And given a bit of a shine to boot.
RISC OS may not have built in support for WiFi, but there are tricks that can be employed in order to benefit from wireless connectivity. One of those tricks is to run Linux on a board that does support WiFi, and hitch a ride on that board’s connection. That may sound complicated to those who lack the tecnical knowhow, but there are a couple of solutions available to simplify the whole process.
One of those solutions is Wispy, from RISCOSbits, which utilises the wireless connection on an Orange Pi Zero. Connected to your computer by a short network cable, the board is small enough to be discreet – indeed, on some systems it can be housed interally in the main case – and bridges the gap between your RISC OS computer and a wireless network connection.
It also provides a number of other benefits, such as the ability to run Linux software via Remote Desktop Protocol (RDP) in a window on your RISC OS desktop – most notably, including a more fully featured web browser than we currently have running natively on RISC OS.
Until recently, the browser supplied as part of Wispy was Firefox, but the version supplied since the launch of Wispy in October 2017, based on Firefox 45 from late 2016, had fallen into an update trap due to changes in the compatibility of newer versions with various Linux distros, including the one on which Wispy is based. As a result, users of the software were finding that Firefox was reporting itself to be out of date, and that it may have security issues – a problem that needed to be addressed.
An interim fix saw Firefox updated to version 52, but that was still old enough to trigger warnings about it being out of date, so a more recent fix saw Firefox replaced with Chromium – initially version 71 for beta testers, but since updated to version 73. This performs just as well as the initial version of Firefox that was included, but being more up to date benefits from greater security.
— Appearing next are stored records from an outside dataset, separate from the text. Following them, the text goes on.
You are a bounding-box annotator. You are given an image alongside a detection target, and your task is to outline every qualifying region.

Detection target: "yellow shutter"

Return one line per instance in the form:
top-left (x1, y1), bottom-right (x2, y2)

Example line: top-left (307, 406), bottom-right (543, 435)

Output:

In addition to replacing a key component in the Wispy disc image for the Orange Pi, the image itself has been changed from an 8GB one to a 16GB one, thus meaning there is greater capacity on your microSD card for additional Linux software, files, etc.
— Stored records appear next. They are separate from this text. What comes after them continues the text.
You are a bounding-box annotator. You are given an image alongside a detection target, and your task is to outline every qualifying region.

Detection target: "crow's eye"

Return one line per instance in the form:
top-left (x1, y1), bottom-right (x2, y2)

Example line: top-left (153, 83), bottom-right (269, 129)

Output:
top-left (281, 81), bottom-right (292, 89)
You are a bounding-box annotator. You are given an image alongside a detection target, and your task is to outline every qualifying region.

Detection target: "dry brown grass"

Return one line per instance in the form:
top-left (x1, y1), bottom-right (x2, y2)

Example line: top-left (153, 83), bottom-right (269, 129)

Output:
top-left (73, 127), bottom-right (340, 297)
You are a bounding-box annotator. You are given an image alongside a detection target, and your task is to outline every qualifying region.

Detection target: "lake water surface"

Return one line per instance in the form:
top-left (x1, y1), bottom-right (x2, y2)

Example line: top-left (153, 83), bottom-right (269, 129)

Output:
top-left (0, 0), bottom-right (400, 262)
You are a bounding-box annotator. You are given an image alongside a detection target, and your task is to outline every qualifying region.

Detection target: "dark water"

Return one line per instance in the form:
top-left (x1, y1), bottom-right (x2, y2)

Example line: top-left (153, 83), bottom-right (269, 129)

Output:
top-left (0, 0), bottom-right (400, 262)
RISCOSbits’ Andy Marks asks that existing customers contact the company directly for an upgrade to the new version, which can either be obtained by returning the original microSD card to be updated, or preferably by downloading the new image for writing to a suitable card.
For those interested in obtaining Wispy for the first time, he also adds that the company is no longer supplying Orange Pi Zeros due to issues obtaining them, but those willing to source their own can get in contact for details of the software element.